The Iraqi Constitution


Posted by Bruno on August 22nd, 2005

We’ve been remiss in talking about the Iraqi constitutional process, I realize. I find it fascinating, and I’m eager to suss it out. Hopefully on next week’s broadcast we’ll be able to organize some of our thoughts and give some feedback on this amazing process. In the meantime, Fred Kaplan has the money quote today:

Islam may not be incompatible with democracy, but Locke and Montesquieu take you there more directly.

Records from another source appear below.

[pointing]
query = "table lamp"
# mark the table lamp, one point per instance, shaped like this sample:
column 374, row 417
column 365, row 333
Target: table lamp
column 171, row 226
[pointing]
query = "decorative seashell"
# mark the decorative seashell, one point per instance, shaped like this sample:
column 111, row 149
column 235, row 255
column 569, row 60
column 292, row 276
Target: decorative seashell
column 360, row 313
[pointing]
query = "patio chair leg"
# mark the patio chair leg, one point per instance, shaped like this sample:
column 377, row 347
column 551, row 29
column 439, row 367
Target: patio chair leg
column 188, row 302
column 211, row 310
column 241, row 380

Kaplan discusses some similarities and differences between Philadelphia 1787 and Baghdad 2005. My first reaction, which he doesn’t directly address: is the issue of Sharia Law in the constitution similar to America’s debates on slavery? i.e., will the Assembly in Baghdad “kick the can down the road,” the way that the Founding Fathers punted (for the sake of national unity) with the three-fifths compromise? If so, then it might mean that Iraq will still devolve into a bloody civil war, but on the plus side it would take four score and seven years to happen. I’ll take it!

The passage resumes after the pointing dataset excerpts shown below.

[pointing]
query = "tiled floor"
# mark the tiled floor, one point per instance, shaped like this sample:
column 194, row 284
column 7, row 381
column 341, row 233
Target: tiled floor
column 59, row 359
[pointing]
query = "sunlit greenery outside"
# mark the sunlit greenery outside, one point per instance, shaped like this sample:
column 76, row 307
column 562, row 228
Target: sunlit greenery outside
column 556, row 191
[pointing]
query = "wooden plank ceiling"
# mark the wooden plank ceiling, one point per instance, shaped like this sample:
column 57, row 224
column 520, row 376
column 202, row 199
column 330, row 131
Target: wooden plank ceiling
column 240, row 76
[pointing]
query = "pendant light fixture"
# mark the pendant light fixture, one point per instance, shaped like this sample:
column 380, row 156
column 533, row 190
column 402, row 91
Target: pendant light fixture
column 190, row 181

Update!: Read to the end of the article before you post, Bruno!!

The American delegates punted their problem by agreeing that no amendment to ban slavery would be so much as considered until at least 1808. Some observers are now suggesting that the Iraqis do much the same with the question of Islamic law—defer the issue until later and, meanwhile, let each region or province find its own way.

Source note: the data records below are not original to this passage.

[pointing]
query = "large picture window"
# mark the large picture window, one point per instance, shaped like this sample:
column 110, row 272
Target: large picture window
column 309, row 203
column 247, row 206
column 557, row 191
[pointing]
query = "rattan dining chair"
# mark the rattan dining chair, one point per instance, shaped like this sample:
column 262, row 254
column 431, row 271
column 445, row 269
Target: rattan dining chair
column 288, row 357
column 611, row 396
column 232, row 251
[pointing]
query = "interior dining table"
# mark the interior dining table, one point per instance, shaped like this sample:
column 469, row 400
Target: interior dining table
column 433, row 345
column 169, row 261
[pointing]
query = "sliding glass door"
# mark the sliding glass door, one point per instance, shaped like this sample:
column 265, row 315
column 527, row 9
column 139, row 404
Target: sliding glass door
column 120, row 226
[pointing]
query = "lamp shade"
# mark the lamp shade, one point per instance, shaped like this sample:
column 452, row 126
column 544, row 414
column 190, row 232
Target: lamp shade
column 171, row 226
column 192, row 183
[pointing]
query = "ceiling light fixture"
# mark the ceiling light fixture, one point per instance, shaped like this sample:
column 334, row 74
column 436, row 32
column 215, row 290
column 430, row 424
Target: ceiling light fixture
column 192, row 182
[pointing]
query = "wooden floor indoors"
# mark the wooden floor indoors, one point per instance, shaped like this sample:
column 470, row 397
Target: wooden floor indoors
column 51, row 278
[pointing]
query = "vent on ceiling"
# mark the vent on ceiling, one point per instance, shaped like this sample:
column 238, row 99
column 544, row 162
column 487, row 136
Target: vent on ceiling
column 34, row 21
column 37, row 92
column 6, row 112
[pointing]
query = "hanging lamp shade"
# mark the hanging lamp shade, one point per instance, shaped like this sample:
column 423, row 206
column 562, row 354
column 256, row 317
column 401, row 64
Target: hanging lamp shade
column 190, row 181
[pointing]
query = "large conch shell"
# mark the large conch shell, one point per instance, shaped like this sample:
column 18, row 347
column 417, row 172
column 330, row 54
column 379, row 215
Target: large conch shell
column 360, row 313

There are those who oppose a deferral, noting that the Philadelphia evasion unraveled, triggering the Civil War of 1861-65. I would say this: If the Baghdad delegates hammer out a deal that might spark an Iraqi civil war 74 years from now, they should sign it at once. The bigger worry—which Bush’s analogies to the American Constitution do nothing to address—is how to avoid civil war in the coming months.

Heh. I guess Kaplan and I are on the same page.